Recognition and social freedom beyond borders: A cosmopolitan interpretation of Honneth’s social theory

18 Jun 2020, 15:00

Description

Recognition and social freedom are intersubjective practices in every-day life. They are common practices of giving respect and giving what we owe to each other. As foundational ideas they are key elements in political and social theory. A critical theory, then, evaluates normative aspirations of ideas in contrast to their social and empirical imperfections. In this paper, I engage with a blind spot in Axel Honneth’s critical social theory of recognition and social freedom. As it leaves out transnational and global issues. Honneth develops the normative ideas of mutual recognition and social freedom in relation to “social justice” at the level of the nation-states. However, I claim that recognition and social freedom should also be applied to transnational issues. An expansion towards “global justice” is fruitful and necessary because intersubjective relations do not stop at arbitrary national borders. Social relationships expand over space and time. Therefore, I develop a cosmopolitan account Honneth’s ideas of by understanding mutual recognition as respect across borders and social freedom as global justice.

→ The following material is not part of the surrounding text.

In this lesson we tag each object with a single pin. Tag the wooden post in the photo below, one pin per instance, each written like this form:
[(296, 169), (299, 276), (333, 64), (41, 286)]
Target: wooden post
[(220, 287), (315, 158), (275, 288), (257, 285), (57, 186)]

The paper also contributes to the methodologies of international political theory and critical social theory. Honneth uses a distinct method of “reconstructivism” in arguing for normative ideas. This method is bridging a gap between ideal theory and the analysis and critique of existing social relations. Honneth’s method is reconstructive in the sense that is uses tools of historical analysis of ideas. It is normative because it views a few ideas and values as constitutive in the reproduction, integration, and most importantly the critique of societies. I contend that Honneth’s method and normative ideas should applied globally. In this sense, a methodological cosmopolitanism about recognition and social freedom is useful for the conceptual understanding of globalization and its implications.